Je ne crois plus au levier politique via un mandat électif. Quand on a une action politique, on a nécessairement une obligation de réserve. Je préfère la distance que j’ai actuellement. Mais je ne regrette évidemment pas la possibilité que le maire de Strasbourg m’a donné de créer le Forum européen de bioéthique. On ne reviendra plus en arrière car le débat sur ces sujets passionne les français qui ne font plus confiance, pour l’avenir de leurs enfants, à la république des experts.
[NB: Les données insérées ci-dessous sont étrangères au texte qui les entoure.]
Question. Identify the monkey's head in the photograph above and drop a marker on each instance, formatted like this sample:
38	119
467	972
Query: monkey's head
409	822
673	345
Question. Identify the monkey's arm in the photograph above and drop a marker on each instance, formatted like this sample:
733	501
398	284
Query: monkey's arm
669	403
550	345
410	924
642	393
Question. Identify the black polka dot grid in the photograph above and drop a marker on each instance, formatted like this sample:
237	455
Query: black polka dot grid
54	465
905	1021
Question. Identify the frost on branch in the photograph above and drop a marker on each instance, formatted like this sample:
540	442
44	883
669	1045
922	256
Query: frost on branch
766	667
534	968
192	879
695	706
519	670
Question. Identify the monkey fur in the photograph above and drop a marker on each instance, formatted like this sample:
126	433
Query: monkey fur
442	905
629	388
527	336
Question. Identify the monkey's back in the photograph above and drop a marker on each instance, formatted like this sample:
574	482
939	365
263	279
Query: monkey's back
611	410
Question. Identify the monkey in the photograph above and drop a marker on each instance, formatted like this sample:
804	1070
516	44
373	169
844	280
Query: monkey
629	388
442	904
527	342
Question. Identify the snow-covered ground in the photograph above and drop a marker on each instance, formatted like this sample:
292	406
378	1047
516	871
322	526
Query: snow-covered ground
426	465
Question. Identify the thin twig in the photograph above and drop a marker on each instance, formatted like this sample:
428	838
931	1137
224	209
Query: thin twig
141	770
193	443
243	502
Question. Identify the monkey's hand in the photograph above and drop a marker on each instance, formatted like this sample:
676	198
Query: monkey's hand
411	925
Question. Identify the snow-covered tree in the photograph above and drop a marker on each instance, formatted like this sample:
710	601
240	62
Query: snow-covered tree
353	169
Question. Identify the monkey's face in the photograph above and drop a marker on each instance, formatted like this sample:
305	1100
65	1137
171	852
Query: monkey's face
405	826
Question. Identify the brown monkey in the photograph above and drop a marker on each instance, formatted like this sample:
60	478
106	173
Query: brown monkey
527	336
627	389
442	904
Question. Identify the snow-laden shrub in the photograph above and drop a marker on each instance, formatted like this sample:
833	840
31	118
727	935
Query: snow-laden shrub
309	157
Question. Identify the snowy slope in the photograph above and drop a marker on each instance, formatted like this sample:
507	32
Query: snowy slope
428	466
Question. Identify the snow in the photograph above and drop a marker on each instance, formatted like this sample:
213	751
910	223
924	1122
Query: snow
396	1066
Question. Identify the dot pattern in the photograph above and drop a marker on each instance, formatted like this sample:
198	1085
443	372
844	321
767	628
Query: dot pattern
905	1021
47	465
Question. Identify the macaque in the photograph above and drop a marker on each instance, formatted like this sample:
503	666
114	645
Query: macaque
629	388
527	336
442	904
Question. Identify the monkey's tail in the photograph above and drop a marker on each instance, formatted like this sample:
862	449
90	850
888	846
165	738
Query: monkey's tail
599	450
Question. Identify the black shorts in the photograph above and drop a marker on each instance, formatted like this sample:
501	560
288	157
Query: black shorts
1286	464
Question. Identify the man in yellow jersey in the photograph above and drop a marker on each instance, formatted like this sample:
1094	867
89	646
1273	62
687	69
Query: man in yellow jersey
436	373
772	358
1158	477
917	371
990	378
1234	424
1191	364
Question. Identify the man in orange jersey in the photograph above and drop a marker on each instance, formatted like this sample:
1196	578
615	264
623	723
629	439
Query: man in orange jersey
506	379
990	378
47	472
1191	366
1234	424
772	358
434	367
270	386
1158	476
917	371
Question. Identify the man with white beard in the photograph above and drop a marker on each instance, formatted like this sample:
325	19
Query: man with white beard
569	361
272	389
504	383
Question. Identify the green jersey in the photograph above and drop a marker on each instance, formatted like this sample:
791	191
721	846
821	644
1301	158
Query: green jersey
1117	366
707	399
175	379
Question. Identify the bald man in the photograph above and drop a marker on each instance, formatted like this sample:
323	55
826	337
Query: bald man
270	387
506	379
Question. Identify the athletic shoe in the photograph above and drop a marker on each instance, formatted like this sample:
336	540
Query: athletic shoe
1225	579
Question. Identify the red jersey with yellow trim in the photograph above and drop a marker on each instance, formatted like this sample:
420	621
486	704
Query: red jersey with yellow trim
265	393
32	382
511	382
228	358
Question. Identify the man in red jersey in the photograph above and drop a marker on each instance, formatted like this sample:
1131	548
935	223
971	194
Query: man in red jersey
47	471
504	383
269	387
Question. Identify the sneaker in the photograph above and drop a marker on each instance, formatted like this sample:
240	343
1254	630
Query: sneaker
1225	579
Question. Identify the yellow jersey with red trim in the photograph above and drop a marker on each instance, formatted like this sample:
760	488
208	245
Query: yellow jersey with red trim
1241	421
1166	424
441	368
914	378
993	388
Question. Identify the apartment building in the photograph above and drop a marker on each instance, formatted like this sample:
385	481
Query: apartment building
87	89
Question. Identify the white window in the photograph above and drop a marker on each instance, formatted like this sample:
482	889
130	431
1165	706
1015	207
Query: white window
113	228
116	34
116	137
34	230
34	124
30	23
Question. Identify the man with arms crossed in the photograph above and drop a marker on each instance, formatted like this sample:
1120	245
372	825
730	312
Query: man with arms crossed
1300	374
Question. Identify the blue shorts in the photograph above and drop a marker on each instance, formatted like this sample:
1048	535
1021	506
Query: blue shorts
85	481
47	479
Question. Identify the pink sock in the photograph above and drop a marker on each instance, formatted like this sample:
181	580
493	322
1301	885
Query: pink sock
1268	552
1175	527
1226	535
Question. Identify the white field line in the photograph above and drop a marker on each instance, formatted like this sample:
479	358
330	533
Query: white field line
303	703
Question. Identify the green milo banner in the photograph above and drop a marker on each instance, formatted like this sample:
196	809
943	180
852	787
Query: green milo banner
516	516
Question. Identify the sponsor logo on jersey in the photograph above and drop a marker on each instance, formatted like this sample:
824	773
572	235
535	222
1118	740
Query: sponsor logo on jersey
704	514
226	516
Ils ont un avis, pour peu qu’on accepte de leur dévoiler la complexité des enjeux. La bioéthique, qui consiste à s’interroger sur ce que devient le corps dans nos sociétés, si on en fait une marchandise ou non, n’est pas très politique…, sauf au sens noble du terme.
Propos recueillis par Dominique Magnien
* Discours prononcé par le candidat François Hollande à l’occasion de la Journée internationale de la femme.
BIOGRAPHIE
➔ Né en 1950 à Afula (Israël).
➔ Professeur des universités en sciences humaines à la Faculté de médecine de Strasbourg.
➔ Chef du département de gynécologie-obstétrique des Hôpitaux universitaires de Strasbourg depuis 2005.
➔ Membre de la Commission nationale de la naissance.
➔ Création du Forum européen de Bioéthique à Strasbourg en 2011.
➔ Conseiller municipal de la ville de Strasbourg de 2008 à 2014.